A censura à internet, bloqueio a celulares, imposição de um toque de recolher mais rígido. Nada intimidou os manifestantes egípcios que há oito dias tomam as ruas de Cairo e de outras cidades, em protesto contra o regime de Mubarak, há 30 anos no poder.

"Este vai ser um grande dia, o dia da liberdade", exclama Ahmed En Nahas, um diretor de cinema de 60 anos, que gesticula para mostra as milhares de pessoas agrupadas na praça Tahrir, reduto dos manifestantes há semanas.

"Até há pouco tempo estas pessoas não teriam saído de maneira tão maciça por medo que a polícia disparasse contra ela", acrescentou, mostrando a pequena filmadora com que pretende registrar as manifestações do dia.

Uma “maré” humana ocupa o local perto da ponte sobre o rio Nilo desde as primeiras horas do dia, respondendo ao chamado dos opositores para que um milhão de pessoas se reúnam em Tahrir.

O ambiente é mais tenso do que nos dias anteriores, apesar da presença de várias famílias. Uma menina de cinco anos se diverte enquanto seu pai dança com ela nos ombros, ao ritmo do slogan entoado pela multidão: "o povo quer que Mubarak saia".

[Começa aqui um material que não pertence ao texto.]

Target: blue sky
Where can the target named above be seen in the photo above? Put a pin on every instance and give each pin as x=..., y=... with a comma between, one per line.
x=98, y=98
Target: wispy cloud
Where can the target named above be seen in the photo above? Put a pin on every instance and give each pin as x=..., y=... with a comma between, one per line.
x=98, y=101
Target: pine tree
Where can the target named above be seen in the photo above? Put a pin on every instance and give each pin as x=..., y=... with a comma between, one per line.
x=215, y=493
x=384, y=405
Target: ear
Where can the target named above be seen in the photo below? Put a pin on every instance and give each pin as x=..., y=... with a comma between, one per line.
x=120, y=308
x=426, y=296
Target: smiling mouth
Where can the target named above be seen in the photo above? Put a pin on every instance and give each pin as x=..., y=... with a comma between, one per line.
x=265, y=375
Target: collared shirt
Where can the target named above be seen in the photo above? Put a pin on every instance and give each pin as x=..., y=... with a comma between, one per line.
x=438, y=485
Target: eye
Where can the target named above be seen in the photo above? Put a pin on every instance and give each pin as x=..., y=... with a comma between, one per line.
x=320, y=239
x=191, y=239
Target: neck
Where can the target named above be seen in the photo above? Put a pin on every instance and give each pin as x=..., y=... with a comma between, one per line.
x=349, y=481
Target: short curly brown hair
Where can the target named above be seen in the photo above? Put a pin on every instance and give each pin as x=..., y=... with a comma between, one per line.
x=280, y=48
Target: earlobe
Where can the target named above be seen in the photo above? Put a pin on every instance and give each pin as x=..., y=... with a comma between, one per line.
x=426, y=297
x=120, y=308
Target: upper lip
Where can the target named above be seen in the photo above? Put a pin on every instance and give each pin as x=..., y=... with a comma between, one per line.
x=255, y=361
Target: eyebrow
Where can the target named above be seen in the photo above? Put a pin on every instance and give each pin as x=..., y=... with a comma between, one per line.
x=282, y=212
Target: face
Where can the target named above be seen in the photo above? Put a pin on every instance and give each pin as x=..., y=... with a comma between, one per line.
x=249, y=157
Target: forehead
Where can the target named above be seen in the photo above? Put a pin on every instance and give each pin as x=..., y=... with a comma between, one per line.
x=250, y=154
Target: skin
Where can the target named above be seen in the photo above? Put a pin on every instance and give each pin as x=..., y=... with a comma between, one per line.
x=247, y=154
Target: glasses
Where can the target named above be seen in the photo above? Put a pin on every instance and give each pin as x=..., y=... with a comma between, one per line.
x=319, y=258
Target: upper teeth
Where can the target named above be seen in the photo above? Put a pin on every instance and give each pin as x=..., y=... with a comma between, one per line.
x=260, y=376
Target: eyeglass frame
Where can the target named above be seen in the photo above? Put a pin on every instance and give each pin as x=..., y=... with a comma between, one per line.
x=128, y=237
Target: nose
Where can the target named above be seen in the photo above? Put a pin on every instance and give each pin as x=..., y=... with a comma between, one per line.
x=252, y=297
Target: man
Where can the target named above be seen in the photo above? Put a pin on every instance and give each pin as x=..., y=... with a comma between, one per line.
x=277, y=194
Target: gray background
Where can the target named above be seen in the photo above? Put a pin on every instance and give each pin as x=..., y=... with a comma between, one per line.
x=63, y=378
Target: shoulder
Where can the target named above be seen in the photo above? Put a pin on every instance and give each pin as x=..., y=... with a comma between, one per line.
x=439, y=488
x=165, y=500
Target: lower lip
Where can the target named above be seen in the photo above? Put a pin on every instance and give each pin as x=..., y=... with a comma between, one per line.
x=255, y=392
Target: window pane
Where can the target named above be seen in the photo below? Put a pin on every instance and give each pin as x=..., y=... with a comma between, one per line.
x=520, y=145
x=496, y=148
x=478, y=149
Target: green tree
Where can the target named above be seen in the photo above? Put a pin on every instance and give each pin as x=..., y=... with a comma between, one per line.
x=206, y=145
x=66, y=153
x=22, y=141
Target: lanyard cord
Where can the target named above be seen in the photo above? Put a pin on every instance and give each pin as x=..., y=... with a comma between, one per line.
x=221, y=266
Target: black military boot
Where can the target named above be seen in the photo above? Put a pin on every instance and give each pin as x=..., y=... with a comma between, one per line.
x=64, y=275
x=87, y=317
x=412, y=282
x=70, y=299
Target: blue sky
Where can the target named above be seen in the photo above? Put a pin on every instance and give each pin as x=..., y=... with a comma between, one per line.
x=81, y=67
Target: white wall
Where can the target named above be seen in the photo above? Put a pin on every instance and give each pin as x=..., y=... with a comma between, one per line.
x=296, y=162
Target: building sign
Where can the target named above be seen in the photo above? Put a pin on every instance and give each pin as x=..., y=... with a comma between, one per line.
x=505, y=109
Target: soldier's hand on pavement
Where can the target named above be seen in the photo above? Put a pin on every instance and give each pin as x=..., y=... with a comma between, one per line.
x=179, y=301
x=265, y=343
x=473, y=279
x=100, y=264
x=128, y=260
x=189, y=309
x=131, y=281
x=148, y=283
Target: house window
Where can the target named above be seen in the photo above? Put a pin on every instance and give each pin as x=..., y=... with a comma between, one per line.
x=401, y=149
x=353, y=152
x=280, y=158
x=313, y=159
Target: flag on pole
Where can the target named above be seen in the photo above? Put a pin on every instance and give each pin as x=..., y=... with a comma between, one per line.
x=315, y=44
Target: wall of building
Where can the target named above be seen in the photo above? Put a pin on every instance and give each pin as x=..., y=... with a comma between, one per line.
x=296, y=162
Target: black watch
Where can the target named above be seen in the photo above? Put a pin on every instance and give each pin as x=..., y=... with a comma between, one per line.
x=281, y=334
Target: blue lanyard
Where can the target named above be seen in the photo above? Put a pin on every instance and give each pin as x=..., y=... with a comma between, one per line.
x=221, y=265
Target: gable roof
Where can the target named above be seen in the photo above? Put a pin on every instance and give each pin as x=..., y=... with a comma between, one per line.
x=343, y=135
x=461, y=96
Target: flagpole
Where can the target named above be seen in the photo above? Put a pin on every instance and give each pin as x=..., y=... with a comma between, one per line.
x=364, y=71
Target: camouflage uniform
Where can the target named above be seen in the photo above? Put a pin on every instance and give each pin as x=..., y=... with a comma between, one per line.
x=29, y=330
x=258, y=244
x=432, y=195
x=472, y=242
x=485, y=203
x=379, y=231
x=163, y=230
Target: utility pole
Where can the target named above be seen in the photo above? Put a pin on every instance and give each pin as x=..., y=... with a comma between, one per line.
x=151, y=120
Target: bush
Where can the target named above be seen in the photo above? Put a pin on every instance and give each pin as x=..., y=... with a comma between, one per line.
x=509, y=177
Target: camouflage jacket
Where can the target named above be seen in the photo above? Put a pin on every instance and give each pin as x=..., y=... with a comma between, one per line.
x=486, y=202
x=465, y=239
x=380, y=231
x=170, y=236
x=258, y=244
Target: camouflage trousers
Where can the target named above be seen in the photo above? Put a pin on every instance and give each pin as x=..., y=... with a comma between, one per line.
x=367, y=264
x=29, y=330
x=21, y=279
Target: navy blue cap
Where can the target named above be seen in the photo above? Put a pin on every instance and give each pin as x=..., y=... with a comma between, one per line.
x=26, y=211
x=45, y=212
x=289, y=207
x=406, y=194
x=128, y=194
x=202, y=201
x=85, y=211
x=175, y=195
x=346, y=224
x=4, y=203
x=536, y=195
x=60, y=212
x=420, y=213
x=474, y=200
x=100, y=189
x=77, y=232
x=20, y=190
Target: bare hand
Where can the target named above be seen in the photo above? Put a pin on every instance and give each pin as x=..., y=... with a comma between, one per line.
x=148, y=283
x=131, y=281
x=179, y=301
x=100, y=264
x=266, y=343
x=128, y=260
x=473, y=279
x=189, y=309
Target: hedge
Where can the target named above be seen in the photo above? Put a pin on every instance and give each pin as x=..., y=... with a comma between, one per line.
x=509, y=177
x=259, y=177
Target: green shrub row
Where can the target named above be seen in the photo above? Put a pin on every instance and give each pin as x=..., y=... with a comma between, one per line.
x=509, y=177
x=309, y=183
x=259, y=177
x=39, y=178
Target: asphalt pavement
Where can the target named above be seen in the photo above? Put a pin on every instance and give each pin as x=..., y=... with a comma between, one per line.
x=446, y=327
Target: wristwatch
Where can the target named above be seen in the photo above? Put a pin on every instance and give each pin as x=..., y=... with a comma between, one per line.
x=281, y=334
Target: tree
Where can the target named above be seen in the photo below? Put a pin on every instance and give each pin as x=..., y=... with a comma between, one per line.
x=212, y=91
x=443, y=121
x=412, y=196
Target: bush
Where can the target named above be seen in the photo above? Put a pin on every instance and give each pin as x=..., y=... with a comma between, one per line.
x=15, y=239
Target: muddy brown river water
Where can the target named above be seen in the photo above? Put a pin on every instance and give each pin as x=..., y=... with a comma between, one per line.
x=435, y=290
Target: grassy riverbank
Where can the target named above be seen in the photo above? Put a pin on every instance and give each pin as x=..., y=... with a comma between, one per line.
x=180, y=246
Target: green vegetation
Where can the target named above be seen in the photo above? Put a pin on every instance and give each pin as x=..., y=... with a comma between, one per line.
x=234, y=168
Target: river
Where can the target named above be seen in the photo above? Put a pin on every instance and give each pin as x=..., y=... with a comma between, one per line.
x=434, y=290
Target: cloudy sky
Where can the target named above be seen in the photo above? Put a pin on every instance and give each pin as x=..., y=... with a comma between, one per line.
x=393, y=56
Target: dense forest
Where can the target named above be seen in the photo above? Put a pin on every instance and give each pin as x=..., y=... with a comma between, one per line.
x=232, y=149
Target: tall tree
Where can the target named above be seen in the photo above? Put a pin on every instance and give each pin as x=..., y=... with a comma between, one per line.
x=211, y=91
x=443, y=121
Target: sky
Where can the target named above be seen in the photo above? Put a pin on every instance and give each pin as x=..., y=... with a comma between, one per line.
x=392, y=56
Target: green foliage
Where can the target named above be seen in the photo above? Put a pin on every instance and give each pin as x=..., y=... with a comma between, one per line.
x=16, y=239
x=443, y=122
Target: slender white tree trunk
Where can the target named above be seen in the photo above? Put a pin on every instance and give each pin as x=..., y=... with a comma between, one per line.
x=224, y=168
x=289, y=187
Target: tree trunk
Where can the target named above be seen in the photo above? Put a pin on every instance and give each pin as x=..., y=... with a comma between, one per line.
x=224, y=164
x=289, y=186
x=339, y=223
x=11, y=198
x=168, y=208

Apesar de o acesso à internet estar proibido desde sexta-feira passada, as novas tecnologia estão muito presentes em Tahrir, onde inúmeros manifestantes enviam mensagens, tiram fotos e filmam a movimentação.

Um jovem abaixa as calças diante da imprensa ocidental para mostrar as marcas do impacto da bala de borracha que recebeu em um dos protestos. Perto, um grupo de homens barbudos exibe um cartaz onde afirmam estar "dispostos a morrer pelo Egito".

"Mubarak demonstra que está desconectado da realidade", diz Omar, um jovem que exibe um cartaz dirigido ao presidente americano Barack Obama e à chefe da diplomacia europeia, Catherine Ashton. "Não queremos diálogo, e sim que Mubarak saia", diz.

Antes de entrar na praça, os manifestantes tiveram de se submeter a controles de identidade por parte dos militares que vigiam os acessos a Tahrir.

As Forças Armadas continuam com uma boa imagem entre os manifestantes. Quando um ônibus cheio de soldados tenta abrir passagem a buzinadas, a multidão ao invés de reclamar, grita e aplaude: "O povo e o Exército são o mesmo braço".

Em Alexandria, segunda maior cidade do Egito, a população também está respondendo à convocação para a "marcha do milhão". Quase 50 mil pessoas se reuniram diante da mesquita Qaed Ibrahim e da estação de trem, no centro da cidade, agitando bandeiras egípcias e gritando frases para pedir a queda de Mubarak.